As for ground/power supply runs on a pcb board, you want the current in path to follow the current out path as closely as possible, to reduce the 'loop size' and thus reduce interference the loop emits or picks up. A solid plane is best, as current can go anywhere it wants, and will follow the supply current. If you can't use a solid plane, then a grid is best. Of course, the mulitpoint star is the best of all, that way you don't have currents from circuit A flowing in circuit B, and vice versa, but this is not always possible, especially in a digital circuit with high density pin counts. When I lay out a pcb board, I route power and ground first. I lay in a grid (both power and ground), verticals on top and horizontals on bottom. Every column, every row. Then when routing I take away only the traces I need to to squeeze signal runs in.
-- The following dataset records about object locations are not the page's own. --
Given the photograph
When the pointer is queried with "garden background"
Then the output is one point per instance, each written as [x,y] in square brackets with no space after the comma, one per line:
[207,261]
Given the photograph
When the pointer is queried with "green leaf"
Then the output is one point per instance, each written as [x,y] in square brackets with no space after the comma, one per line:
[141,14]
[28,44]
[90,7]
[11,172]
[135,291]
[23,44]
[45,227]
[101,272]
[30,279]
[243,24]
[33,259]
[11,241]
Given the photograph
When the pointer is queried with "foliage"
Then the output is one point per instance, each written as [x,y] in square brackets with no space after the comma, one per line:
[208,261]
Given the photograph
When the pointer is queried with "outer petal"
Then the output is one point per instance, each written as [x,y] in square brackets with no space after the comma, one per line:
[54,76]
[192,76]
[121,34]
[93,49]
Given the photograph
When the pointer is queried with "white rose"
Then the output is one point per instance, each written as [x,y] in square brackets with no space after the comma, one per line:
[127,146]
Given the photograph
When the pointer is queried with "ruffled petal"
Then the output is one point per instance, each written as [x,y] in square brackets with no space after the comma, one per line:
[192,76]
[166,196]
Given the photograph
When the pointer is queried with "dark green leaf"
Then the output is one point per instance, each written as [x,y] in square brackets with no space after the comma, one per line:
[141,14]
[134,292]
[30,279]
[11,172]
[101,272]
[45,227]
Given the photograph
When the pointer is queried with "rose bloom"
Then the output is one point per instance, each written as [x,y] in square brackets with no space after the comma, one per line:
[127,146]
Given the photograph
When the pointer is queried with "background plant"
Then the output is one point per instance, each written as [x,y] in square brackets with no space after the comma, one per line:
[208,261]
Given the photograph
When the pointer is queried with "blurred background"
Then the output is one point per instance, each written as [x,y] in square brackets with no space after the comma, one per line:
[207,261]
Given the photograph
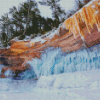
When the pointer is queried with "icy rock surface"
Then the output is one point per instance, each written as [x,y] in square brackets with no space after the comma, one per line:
[53,61]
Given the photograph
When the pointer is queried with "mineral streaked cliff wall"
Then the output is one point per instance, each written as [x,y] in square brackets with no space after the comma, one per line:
[81,29]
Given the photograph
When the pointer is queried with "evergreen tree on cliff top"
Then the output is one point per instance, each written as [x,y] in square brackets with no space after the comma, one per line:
[57,13]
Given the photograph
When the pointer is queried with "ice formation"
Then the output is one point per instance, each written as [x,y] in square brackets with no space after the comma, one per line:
[53,61]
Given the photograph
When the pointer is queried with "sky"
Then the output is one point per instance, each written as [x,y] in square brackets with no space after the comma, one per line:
[45,11]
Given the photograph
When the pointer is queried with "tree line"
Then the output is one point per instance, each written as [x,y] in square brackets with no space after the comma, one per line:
[27,19]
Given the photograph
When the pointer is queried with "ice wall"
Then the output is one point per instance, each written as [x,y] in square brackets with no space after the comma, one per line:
[54,61]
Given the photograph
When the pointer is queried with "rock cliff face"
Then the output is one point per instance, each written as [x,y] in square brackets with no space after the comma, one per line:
[80,30]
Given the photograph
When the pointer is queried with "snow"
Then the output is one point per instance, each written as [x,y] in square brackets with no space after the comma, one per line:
[67,86]
[54,61]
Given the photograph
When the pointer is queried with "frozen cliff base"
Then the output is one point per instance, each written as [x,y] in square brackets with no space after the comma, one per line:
[83,85]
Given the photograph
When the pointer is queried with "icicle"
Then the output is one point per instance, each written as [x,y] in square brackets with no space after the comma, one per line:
[78,25]
[84,14]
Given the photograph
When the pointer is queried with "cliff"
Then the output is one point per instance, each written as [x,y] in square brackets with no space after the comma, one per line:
[80,30]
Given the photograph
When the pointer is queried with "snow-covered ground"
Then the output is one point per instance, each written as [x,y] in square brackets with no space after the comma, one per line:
[84,85]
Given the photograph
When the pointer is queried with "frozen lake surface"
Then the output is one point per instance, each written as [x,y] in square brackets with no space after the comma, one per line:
[83,85]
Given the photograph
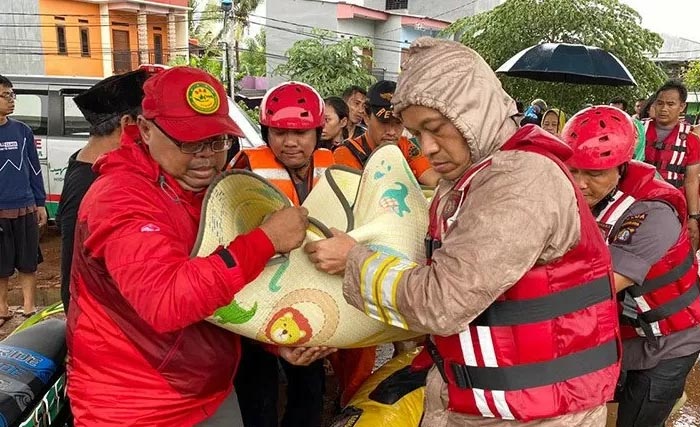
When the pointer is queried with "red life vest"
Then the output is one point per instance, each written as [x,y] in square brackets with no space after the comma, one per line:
[669,157]
[263,162]
[669,299]
[550,344]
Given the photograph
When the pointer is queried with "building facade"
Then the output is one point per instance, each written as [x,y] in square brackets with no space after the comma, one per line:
[90,38]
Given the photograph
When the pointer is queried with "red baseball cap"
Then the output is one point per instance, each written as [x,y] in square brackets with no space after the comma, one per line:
[188,104]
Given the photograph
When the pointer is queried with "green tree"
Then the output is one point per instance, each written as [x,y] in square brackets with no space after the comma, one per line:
[691,76]
[253,58]
[328,64]
[517,24]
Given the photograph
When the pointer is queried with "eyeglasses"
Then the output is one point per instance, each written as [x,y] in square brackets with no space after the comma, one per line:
[216,145]
[10,96]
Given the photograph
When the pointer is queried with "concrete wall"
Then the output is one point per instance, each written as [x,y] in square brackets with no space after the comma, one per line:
[450,10]
[20,38]
[387,54]
[279,40]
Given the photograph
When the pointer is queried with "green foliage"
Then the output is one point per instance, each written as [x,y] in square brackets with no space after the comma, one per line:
[328,64]
[517,24]
[203,24]
[254,114]
[691,76]
[253,61]
[209,62]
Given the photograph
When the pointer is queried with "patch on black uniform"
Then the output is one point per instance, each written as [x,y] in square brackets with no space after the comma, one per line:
[628,228]
[413,148]
[605,229]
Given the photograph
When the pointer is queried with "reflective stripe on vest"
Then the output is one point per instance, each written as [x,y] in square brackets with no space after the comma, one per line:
[609,217]
[672,171]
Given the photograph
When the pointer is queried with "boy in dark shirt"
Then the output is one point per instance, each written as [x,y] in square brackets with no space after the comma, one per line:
[108,106]
[22,200]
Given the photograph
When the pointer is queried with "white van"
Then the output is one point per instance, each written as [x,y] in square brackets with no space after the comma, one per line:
[46,105]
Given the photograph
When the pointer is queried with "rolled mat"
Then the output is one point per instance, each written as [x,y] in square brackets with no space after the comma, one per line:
[292,303]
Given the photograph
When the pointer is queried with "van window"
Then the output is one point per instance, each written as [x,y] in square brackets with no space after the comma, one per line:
[32,110]
[73,121]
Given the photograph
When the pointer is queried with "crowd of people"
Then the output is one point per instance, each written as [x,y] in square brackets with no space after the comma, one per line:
[561,269]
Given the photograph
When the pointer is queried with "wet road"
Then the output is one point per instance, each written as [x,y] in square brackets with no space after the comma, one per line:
[689,414]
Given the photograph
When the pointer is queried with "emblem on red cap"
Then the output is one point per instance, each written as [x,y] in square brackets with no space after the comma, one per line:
[202,98]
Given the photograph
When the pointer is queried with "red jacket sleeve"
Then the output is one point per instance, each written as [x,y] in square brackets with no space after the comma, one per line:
[693,144]
[153,270]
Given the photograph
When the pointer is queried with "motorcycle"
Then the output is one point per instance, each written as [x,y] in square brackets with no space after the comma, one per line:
[33,373]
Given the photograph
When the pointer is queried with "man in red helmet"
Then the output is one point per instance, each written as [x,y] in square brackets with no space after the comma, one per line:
[140,350]
[643,221]
[292,118]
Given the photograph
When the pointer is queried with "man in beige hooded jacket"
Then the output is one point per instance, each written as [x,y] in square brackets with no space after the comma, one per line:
[447,95]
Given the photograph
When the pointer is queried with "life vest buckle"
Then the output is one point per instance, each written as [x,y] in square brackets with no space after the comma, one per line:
[431,245]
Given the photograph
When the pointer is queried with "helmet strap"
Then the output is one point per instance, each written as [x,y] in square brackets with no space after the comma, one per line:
[604,202]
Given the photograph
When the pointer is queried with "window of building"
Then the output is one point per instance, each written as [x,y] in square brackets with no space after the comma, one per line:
[367,58]
[84,41]
[396,4]
[61,40]
[157,48]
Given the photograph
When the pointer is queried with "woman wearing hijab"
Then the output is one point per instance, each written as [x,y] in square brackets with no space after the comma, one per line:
[553,121]
[335,128]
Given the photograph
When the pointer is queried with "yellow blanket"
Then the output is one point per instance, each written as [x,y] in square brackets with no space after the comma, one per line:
[291,303]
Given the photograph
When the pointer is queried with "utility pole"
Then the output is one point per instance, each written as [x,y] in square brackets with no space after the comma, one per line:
[227,7]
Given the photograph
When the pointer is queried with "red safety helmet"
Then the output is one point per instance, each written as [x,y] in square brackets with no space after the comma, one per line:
[601,138]
[292,105]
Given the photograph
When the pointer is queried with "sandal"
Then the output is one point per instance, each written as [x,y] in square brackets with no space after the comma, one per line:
[4,319]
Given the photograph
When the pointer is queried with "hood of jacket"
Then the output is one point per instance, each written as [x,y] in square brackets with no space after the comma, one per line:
[454,80]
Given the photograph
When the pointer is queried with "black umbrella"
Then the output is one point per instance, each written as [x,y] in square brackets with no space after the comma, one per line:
[568,63]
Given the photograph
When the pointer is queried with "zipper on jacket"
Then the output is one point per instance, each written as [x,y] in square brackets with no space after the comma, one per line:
[167,189]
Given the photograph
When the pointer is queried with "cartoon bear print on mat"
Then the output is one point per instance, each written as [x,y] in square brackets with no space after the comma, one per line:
[289,326]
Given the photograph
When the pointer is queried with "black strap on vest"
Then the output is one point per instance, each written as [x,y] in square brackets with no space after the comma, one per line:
[359,155]
[672,307]
[644,320]
[631,317]
[674,275]
[520,312]
[509,313]
[537,374]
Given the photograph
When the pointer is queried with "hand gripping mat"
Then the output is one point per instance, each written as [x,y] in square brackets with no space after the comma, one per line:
[291,303]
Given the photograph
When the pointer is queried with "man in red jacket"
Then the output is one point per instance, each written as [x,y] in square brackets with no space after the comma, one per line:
[140,352]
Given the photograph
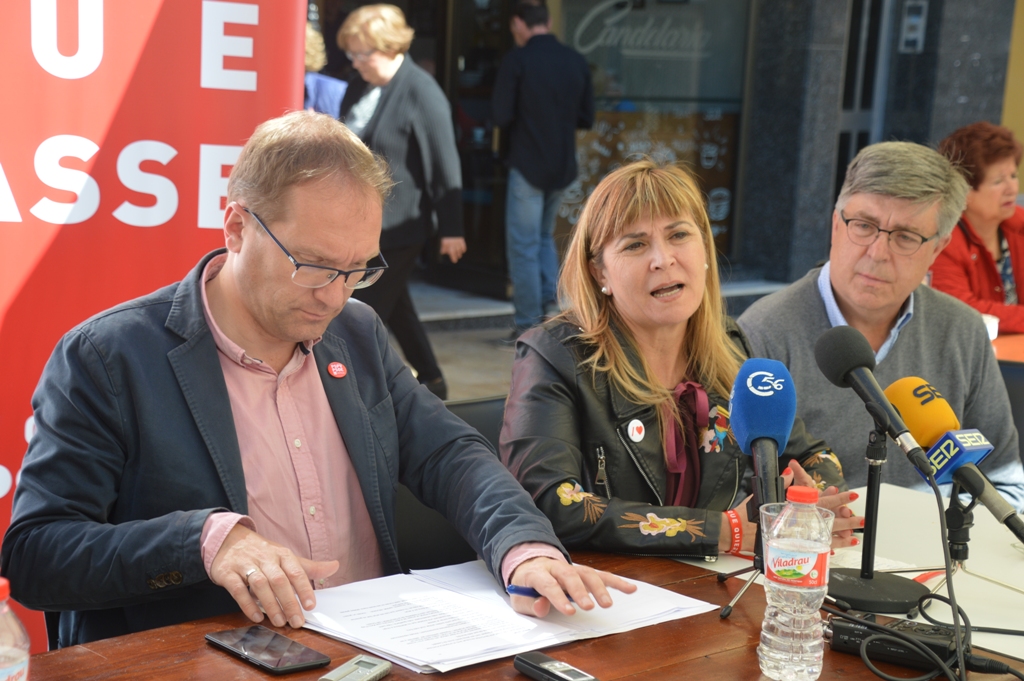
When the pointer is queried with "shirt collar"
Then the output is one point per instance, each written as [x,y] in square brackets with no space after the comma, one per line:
[836,317]
[231,349]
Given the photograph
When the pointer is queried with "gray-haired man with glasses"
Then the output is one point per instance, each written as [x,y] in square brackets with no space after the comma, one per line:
[894,214]
[233,440]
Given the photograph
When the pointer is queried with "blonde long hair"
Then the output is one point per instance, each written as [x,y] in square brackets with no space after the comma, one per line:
[638,192]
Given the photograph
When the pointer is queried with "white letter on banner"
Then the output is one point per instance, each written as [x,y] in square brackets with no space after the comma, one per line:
[216,45]
[212,183]
[51,173]
[136,179]
[8,207]
[90,39]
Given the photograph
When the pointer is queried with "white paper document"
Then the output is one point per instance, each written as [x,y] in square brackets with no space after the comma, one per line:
[439,620]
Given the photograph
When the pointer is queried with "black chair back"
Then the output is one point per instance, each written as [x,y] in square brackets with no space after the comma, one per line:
[1013,376]
[425,538]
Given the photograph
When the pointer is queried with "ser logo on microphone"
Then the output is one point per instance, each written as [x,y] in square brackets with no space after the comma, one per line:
[764,384]
[946,449]
[926,392]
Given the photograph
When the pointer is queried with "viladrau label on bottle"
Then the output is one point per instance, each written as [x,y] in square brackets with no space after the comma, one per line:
[796,568]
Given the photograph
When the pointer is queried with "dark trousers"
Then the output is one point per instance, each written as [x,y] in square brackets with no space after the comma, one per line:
[389,298]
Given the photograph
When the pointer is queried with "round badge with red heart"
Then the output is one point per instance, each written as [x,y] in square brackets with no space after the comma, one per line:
[635,430]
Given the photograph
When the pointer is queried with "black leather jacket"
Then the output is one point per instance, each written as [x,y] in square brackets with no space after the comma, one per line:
[566,438]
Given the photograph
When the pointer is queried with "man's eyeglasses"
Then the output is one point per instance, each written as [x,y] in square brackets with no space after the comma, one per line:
[316,277]
[901,242]
[359,56]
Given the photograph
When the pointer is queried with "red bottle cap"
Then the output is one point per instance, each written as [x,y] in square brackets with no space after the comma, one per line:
[800,495]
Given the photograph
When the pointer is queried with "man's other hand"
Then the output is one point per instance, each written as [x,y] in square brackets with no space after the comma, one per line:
[453,247]
[554,579]
[253,568]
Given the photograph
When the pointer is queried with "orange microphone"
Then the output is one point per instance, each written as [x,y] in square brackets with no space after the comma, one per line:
[925,411]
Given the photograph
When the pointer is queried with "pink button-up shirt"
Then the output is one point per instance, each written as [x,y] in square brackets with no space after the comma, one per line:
[301,487]
[302,490]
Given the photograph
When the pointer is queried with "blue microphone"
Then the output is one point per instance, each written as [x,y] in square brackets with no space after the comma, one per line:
[762,408]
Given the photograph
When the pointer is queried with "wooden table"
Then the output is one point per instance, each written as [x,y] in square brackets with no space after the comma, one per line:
[700,647]
[1010,348]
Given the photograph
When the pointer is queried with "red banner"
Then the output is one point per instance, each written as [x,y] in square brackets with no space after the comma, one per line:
[119,125]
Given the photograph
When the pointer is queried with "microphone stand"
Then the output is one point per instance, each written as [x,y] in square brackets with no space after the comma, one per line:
[753,515]
[867,590]
[960,519]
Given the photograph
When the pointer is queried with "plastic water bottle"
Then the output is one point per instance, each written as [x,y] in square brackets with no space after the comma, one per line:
[13,640]
[797,549]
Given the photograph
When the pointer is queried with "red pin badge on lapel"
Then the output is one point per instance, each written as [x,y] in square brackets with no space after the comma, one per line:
[635,429]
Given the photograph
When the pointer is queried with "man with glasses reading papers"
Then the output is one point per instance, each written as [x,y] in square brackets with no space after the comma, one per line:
[235,440]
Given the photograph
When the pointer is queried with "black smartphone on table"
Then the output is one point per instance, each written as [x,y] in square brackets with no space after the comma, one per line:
[267,649]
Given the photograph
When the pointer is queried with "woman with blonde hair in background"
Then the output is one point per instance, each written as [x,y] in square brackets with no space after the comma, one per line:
[399,112]
[617,417]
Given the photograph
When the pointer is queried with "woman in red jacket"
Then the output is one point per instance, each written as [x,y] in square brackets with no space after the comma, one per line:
[981,264]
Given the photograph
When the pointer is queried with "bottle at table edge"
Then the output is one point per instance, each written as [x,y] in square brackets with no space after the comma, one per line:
[13,640]
[797,550]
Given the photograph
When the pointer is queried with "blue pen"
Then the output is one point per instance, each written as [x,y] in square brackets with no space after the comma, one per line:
[513,590]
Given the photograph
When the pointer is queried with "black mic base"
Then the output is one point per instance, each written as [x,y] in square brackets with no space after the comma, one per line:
[885,593]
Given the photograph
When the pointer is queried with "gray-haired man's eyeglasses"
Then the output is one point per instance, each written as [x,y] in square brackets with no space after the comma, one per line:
[901,242]
[316,277]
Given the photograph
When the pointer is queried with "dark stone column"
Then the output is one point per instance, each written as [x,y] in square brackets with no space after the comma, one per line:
[961,76]
[794,128]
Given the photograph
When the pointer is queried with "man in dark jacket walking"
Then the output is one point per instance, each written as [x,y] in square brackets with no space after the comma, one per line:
[542,95]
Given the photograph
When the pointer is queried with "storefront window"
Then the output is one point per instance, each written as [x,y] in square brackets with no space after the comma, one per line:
[668,79]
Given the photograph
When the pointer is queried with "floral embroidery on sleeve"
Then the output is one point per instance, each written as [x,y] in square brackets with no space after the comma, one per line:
[651,524]
[571,493]
[715,435]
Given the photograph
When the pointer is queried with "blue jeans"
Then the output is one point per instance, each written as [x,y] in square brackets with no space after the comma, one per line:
[529,227]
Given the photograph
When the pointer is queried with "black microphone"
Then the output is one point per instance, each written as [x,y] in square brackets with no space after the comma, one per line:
[979,486]
[846,358]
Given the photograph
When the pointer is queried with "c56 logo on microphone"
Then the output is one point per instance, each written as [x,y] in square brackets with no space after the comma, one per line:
[764,384]
[927,392]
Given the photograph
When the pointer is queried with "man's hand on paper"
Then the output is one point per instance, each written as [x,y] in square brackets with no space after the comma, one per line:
[554,579]
[249,566]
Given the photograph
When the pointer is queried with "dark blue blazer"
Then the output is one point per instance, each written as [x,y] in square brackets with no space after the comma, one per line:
[136,447]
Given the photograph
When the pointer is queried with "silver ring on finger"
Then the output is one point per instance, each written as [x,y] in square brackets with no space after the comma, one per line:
[249,573]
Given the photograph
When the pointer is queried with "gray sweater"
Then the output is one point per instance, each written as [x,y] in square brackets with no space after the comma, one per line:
[944,343]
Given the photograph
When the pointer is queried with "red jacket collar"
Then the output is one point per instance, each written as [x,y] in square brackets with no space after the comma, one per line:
[1013,224]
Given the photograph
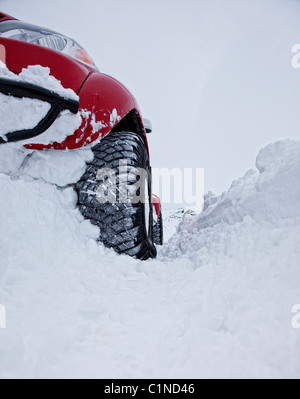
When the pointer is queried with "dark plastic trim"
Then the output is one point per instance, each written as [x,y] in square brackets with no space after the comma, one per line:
[23,89]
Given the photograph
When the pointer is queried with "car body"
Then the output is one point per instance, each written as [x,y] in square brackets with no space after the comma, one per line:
[104,99]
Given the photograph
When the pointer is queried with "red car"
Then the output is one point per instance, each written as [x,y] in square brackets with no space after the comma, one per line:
[129,227]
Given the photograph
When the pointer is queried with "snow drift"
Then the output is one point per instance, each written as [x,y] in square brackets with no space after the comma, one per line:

Whenever I think about how I'm going to place the parts, I always have ground and power feeds in mind.
Grids are only better than solid planes as mentioned above, if you have a large plane on the bottom and almost no copper on top above it, the board will warp. A way around this is to copper fill a ground plane on top, or even floating copper (not tied to power or ground), and only etch off enough copper to supply a space between runs.
Multilayer is excellent because you get a whole plane for both power and ground.
Also, it is bad practice to run power on one end of the board and ground on the other. They should come in at the same end of the connector and be routed as close together as possible.
When routing high power circuits and low power/sensitive circuits on the same ground, put the high power stuff closet to the power supply, and the low power stuff out on the end of the run. The low power stuff will not interfere as much with the high power stuff and the high power will distort the low power runs. The distortion is called 'ground bounce' and it due to ohm's law (the basic law of current flow). Copper traces have resistance, and current flowing through them will drop a voltage across a length of copper. The bigger the traces, the lower the resistance. This is why decoupling capacitors are placed next to ICs, so they can supply the high frequency hi current draws when the circuits switch, and hold the voltage steady, and then refill from the bus.